初演:1998年11月12日(木) 大阪 ザ・フェニックスホール

演奏者:Fl.水越典子、Bn.宮本謙二、Pf.岡原慎也


初演時のプログラムより──

 リチェルカーレは、16〜17世紀の器楽曲に多く用いられた名称です。「探求する」とい意味のイタリア語の動詞ricercareを語源に持ち、元来はフーガへと繋がる模倣的な多声形式とされていますが、ここでは20世紀の新古典主義の作曲家達の例に倣って、自由な創意に基づく技巧的な器楽作品といった意味あいで用いました。

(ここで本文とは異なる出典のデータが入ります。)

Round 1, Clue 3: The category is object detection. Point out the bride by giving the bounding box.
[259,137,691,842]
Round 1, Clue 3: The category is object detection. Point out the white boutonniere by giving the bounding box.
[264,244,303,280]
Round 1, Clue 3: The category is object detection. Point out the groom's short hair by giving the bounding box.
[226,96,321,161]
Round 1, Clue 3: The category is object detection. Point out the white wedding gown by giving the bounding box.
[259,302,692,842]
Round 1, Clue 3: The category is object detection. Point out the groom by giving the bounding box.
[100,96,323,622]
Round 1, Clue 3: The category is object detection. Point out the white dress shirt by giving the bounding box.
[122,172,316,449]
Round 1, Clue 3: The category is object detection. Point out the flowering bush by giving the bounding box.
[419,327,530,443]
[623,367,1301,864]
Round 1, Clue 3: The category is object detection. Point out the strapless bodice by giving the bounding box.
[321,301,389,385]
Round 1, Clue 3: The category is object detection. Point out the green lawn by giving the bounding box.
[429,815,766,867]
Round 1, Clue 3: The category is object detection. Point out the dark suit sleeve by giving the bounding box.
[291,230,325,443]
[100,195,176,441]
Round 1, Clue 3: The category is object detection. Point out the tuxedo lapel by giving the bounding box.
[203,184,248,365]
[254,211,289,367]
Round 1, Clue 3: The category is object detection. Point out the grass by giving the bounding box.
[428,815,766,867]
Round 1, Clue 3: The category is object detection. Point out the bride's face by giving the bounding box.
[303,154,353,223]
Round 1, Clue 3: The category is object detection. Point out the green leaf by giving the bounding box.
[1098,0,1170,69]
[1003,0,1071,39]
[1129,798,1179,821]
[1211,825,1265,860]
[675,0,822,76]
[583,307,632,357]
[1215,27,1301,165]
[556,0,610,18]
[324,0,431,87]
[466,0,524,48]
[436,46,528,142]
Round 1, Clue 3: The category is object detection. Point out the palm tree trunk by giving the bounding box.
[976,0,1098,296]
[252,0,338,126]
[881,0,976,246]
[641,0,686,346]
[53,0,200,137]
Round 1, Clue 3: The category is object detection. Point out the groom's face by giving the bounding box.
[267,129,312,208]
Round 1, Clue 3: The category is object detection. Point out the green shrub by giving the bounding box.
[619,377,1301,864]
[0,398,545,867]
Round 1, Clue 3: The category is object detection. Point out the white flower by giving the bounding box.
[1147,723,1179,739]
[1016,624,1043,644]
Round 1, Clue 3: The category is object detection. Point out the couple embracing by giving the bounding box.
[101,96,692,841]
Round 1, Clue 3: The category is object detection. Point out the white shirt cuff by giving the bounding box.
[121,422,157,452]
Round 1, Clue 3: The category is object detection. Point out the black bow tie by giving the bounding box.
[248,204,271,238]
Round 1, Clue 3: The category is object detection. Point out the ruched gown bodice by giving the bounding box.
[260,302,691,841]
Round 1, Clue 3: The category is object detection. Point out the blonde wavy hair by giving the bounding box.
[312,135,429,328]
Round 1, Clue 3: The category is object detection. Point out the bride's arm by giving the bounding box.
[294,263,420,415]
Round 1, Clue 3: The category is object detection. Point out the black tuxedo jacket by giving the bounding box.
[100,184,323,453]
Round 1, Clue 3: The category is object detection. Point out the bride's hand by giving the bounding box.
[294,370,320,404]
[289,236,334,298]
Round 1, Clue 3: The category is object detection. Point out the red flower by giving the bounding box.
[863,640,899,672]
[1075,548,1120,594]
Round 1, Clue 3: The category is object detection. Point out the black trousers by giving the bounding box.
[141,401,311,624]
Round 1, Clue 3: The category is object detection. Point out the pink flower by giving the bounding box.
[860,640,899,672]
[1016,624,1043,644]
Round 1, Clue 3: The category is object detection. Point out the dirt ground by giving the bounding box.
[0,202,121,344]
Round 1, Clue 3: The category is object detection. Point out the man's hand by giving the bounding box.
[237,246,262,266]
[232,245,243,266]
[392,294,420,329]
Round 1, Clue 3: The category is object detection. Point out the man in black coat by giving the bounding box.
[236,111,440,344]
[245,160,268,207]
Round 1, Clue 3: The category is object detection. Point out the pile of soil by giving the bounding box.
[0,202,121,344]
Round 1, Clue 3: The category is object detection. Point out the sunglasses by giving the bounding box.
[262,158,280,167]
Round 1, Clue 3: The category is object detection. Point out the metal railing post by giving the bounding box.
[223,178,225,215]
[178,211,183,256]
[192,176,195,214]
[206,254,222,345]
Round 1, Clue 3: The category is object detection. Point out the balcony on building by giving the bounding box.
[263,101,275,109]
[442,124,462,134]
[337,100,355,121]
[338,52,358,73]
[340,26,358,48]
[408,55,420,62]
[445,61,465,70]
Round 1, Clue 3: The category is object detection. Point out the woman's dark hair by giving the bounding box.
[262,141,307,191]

 フルート、バスーン、ピアノという編成には、古典的なタイトルに相応しい典雅な趣があります。優美で繊細なフルート、高雅でいてどことなく滑稽なバスーン、硬質で輝かしいピアノ。この三者が絡み合って紡ぎ出す音色のドラマを3つの局面から定着してみようと思いました。

──ヌーンシティー以来気心の知れたフルーティスト水越典子さんの依嘱で作曲。リハーサルは晩秋の京都、平安神宮の近くで行われた。午前中の空き時間を利用してひとり大原まで足を延ばしてみた。紅葉は既に盛りを過ぎていたが、きりりとひ締まった寒気が心地よかった。